Stan Balch, on the other hand, said he’s concerned that other businesses that might be good for the town could be discouraged from building in Boscawen because of all the trouble that Dollar General has gone through to get their proposal passed.

“If we don’t approve this, I don’t see any business that is going to take a chance to try to come into this town,” he said.

Bohler engineering first submitted plans on Dollar General’s behalf in May 2016 when the company applied for five zoning variances for a 9,100-square-foot store. After two rounds with the zoning board, each including several continued hearings and multiple variances denied, the store made adjustments to their plan and resubmitted their application. Bohler engineering representatives went back before the Boscawen planning board in January to propose a 7,500-square-foot store.

The planning board issued a conditional approval for the site plan in April, a decision that was contested by LeFevre’s clients Andy Newcomb and Elaine Clow, who brought a lawsuit in Merrimack County Superior Court saying that the town violated townspeople’s rights when they didn’t give residents an opportunity to voice their opinions when Dollar General submitted plans for a smaller store.

The lawsuit was dropped when the board agreed to hold Tuesday’s public forum. That night’s public comments made were in addition to an hour of comments made Aug 29., after the board agreed to accept the Dollar General’s application as complete.

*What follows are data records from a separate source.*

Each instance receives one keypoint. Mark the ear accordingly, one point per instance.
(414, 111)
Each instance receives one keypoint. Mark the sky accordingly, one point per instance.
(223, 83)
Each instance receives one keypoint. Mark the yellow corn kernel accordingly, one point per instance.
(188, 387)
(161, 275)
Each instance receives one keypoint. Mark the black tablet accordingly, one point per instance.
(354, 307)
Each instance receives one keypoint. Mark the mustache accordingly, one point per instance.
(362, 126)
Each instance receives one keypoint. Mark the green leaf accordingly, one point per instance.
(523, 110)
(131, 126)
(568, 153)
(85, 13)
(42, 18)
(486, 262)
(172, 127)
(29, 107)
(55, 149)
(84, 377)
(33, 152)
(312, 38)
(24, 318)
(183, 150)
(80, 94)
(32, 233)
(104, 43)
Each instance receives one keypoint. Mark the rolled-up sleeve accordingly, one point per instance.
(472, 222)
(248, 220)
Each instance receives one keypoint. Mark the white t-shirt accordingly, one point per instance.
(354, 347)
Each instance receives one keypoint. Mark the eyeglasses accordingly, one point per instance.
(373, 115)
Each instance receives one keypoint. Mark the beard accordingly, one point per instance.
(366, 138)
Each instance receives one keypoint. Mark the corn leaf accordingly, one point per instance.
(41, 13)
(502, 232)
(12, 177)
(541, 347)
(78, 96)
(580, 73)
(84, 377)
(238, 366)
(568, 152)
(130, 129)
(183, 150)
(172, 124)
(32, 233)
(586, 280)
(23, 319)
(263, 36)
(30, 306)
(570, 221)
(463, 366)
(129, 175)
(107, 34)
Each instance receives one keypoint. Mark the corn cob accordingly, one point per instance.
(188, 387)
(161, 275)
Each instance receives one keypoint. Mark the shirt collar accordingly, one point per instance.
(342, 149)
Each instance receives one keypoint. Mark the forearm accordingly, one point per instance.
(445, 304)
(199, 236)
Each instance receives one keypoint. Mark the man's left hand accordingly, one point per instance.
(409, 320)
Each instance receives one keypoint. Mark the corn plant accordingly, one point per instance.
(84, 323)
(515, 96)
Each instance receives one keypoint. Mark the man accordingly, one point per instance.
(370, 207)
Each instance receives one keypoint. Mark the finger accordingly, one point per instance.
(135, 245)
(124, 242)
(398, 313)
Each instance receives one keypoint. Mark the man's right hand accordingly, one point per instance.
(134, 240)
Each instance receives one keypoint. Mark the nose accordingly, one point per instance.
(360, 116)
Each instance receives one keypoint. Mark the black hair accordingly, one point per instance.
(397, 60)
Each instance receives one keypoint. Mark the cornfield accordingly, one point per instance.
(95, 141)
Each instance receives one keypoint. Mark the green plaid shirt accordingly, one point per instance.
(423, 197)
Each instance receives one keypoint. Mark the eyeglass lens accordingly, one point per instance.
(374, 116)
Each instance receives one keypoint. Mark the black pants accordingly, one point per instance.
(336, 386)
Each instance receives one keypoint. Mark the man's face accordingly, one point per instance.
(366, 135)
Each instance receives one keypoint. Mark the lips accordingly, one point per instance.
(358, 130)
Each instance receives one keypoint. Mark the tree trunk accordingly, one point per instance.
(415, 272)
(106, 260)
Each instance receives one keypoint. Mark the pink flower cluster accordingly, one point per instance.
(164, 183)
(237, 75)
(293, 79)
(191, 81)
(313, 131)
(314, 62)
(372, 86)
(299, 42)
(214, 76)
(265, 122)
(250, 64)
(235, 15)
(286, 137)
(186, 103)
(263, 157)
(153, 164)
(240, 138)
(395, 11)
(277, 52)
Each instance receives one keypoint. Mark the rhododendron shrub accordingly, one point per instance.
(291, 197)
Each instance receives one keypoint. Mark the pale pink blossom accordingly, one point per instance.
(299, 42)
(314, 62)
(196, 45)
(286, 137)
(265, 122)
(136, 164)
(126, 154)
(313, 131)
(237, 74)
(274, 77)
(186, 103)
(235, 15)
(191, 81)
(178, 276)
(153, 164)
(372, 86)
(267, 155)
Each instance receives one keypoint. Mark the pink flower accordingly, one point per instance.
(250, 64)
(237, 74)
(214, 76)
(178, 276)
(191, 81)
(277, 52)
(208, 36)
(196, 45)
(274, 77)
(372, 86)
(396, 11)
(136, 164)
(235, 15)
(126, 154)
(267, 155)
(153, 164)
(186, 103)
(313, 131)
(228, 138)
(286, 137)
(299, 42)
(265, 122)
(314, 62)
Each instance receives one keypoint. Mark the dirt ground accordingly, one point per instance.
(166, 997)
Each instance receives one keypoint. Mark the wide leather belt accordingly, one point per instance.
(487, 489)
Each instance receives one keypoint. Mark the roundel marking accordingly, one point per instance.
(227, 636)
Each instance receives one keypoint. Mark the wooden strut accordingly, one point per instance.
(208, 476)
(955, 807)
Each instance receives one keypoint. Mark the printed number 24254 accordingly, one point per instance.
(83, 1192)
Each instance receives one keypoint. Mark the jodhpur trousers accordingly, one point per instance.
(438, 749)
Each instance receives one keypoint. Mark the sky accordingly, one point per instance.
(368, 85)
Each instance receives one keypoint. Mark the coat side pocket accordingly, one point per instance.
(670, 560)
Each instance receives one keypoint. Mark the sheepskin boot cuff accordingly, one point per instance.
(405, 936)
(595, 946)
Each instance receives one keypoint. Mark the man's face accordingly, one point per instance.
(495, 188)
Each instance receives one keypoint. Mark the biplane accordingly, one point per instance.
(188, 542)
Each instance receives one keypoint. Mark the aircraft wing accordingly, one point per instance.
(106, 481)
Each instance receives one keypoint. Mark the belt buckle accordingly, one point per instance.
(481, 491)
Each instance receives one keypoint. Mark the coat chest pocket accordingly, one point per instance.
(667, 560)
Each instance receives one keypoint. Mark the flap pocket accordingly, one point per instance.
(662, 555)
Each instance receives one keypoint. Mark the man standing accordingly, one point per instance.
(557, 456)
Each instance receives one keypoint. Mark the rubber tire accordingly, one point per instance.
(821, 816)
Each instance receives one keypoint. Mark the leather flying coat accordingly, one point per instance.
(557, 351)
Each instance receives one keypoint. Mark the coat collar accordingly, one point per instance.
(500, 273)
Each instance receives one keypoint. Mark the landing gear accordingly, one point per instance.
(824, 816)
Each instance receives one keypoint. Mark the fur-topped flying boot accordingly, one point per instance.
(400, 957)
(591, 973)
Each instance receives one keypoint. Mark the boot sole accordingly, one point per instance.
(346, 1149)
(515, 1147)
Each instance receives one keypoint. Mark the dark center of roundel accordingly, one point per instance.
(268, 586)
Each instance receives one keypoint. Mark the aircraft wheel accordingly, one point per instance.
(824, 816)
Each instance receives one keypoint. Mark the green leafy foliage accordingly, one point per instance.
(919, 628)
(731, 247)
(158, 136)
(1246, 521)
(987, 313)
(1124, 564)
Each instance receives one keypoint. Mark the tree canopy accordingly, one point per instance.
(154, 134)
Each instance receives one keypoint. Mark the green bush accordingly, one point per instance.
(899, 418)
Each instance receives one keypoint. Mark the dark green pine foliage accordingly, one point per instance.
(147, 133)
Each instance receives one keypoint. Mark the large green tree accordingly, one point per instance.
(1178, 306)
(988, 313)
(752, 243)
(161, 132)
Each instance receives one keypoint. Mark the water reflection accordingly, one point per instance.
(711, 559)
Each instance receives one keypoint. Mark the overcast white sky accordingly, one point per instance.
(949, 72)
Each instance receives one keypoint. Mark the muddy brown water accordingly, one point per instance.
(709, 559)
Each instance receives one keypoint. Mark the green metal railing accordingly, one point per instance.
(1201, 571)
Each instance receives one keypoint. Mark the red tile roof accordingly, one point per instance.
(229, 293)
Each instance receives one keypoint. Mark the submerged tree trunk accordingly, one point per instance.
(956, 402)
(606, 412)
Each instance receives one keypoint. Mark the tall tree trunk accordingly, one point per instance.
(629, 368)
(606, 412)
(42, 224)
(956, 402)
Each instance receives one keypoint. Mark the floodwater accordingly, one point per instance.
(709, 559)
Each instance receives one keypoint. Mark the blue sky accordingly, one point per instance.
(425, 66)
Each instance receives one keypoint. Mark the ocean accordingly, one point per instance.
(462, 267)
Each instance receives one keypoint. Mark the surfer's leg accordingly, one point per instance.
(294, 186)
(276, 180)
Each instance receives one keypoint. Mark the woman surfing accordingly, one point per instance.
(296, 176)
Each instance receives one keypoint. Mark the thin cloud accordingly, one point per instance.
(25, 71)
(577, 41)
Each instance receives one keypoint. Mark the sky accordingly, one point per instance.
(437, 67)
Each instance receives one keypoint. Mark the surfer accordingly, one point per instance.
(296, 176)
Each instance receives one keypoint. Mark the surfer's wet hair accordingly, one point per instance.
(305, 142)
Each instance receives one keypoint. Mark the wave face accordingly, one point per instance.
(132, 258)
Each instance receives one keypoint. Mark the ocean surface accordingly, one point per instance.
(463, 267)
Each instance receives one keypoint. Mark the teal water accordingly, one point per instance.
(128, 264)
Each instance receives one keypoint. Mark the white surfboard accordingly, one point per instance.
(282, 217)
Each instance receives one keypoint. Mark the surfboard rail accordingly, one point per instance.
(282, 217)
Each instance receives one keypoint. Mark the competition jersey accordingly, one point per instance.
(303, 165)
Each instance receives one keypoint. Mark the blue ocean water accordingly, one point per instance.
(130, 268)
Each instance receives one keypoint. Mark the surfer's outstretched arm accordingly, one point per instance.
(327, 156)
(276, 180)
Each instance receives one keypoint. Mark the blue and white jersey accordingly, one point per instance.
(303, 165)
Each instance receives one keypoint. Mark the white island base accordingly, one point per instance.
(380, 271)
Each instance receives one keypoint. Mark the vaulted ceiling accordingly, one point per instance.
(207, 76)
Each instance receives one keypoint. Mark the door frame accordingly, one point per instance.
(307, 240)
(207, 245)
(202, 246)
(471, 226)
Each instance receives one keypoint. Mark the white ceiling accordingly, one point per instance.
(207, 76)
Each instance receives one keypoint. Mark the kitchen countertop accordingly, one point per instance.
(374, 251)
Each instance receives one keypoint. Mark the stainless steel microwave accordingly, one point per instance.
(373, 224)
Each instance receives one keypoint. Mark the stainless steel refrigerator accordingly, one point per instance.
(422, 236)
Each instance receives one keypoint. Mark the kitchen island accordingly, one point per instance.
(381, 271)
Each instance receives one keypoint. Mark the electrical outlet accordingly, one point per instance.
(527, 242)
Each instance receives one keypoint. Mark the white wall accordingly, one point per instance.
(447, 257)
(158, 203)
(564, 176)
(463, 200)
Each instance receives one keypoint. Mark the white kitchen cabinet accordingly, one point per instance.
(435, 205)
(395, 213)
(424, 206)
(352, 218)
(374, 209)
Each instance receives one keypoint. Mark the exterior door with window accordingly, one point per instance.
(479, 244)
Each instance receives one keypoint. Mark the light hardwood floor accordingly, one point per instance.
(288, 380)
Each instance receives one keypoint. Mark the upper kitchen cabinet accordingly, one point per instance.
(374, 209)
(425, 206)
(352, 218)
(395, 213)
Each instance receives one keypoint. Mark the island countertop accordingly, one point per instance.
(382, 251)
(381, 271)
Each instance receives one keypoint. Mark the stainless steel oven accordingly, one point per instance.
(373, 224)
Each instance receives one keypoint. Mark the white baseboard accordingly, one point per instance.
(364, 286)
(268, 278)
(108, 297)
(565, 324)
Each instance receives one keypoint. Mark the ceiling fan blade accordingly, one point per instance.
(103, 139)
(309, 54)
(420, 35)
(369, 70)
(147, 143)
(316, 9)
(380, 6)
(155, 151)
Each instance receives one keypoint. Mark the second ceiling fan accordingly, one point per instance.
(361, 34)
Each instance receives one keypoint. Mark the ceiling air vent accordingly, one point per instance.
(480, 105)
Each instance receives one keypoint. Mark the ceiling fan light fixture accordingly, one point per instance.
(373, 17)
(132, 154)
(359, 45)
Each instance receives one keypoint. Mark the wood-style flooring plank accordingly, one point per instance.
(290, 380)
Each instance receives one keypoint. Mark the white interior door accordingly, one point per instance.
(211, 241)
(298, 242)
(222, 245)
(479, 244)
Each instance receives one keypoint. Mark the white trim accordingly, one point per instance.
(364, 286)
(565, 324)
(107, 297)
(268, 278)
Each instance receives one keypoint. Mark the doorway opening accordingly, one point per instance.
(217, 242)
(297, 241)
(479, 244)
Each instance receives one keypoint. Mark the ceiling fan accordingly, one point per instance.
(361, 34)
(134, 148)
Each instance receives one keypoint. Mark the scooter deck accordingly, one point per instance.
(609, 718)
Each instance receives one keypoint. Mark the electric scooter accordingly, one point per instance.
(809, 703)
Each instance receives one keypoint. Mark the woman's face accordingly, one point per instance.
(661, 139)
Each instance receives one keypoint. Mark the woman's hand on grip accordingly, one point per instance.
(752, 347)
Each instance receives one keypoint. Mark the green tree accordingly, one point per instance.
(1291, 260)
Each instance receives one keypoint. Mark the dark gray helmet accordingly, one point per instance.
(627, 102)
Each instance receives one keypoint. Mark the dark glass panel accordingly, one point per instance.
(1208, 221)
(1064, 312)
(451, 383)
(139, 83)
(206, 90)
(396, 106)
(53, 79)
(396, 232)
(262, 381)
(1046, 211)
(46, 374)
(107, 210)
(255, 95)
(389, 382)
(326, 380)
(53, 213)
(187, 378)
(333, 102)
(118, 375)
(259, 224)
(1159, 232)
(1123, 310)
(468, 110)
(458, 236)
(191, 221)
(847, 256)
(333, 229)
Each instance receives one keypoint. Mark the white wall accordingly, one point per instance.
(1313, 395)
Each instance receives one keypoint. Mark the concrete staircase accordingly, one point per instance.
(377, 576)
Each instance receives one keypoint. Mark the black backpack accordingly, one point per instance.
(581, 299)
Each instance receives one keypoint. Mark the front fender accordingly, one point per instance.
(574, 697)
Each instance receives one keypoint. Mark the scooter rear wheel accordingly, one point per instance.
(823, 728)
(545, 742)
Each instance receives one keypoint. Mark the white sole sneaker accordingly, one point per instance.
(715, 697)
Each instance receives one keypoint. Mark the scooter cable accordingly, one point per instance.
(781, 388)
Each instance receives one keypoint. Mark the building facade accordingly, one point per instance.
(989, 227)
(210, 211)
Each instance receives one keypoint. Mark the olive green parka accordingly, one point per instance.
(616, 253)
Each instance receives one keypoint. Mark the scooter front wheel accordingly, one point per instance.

If allowed to build in Boscawen, Dollar General plans for 10 transactions an hour between 8 a.m. and 10 p.m. seven days a week.

The store is an estimated $1.2 million construction project which would take up what is currently vacant, wooded land, and add nearly $31,000 in additional property tax revenue, according to a report contracted by Dollar General and completed by Massachusetts consultant RKG Associates.

It would provide an average of 10 jobs and boost other businesses nearby, according to the report. Boscawen’s Dollar General would be the 29th to be built in New Hampshire in the last five years.

The planning board will reconvene to deliberate on Dollar General on Oct. 3 at 6:30 p.m.